I'm going to Disney World!
"I'm going to Disney World!" and "I'm going to Disneyland!" are advertising slogans used in a series of television commercials by The Walt Disney Company that began airing in 1987. Used to promote the company's theme park resorts in Florida and California, the commercials most often are broadcast following the Super Bowl and typically feature an NFL player shouting the phrase while celebrating the team's victory immediately after the championship game. These commercials have also promoted champions from other sports, and winners of non-sport competitions such as American Idol.

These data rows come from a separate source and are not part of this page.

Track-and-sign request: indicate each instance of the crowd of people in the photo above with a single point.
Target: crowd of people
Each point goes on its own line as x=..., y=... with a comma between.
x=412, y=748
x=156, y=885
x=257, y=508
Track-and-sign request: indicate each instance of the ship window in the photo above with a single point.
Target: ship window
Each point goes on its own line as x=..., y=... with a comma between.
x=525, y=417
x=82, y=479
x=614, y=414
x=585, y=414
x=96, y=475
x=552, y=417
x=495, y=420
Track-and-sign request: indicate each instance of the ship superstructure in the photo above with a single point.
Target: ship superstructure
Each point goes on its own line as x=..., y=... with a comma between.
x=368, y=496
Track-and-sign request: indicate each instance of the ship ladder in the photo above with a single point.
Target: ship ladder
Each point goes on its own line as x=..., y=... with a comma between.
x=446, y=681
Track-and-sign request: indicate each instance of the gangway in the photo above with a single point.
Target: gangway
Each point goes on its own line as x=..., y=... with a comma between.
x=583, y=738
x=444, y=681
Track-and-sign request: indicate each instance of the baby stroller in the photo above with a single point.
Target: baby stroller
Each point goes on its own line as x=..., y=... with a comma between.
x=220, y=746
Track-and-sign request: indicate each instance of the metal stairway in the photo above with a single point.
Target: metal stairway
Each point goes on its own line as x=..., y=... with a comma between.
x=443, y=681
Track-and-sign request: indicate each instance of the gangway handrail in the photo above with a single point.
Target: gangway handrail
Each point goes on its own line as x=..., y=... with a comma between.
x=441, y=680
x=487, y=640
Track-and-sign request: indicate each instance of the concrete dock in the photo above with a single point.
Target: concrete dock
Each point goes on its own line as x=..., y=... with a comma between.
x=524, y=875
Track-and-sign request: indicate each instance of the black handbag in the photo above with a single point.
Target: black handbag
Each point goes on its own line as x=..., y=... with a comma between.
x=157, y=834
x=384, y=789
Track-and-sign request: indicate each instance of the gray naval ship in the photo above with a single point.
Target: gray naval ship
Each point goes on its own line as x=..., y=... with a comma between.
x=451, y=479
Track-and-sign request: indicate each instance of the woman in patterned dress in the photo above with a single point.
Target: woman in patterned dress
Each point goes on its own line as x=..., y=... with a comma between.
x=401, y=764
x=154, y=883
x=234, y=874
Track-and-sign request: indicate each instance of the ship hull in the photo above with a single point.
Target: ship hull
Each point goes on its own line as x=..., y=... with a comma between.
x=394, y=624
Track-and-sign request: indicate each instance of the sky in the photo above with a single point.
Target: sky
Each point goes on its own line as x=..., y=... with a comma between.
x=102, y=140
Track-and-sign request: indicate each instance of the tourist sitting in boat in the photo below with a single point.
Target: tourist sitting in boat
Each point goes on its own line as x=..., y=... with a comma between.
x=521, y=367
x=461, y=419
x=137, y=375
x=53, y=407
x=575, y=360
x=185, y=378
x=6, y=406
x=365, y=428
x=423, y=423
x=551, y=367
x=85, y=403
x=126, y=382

Disney refers to the campaign as "What's Next?" in reference to the commercial's usual format, which has the star appear to be answering a question posed by an unseen narrator—"What are you going to do next?"—after his or her moment of triumph. The narrator is Mark Champion, a veteran radio play-by-play announcer for the Tampa Bay Buccaneers, Detroit Lions, Detroit Pistons, and Westwood One. Most ads feature the song "When You Wish upon a Star" (which is currently sung by Idina Menzel) and end with a shot of fireworks over Cinderella Castle or Sleeping Beauty Castle.
Typically the star records two versions of the commercial—one for each phrase—so that the ads can be broadcast in different American media markets to strategically promote either the Walt Disney World Resort in Florida or the Disneyland Resort in California. In most cases, Disney arranges for its star to appear in a parade at either Disneyland or one of the Walt Disney World theme parks the day immediately following the victory in order to fulfill the spoken promise in one version.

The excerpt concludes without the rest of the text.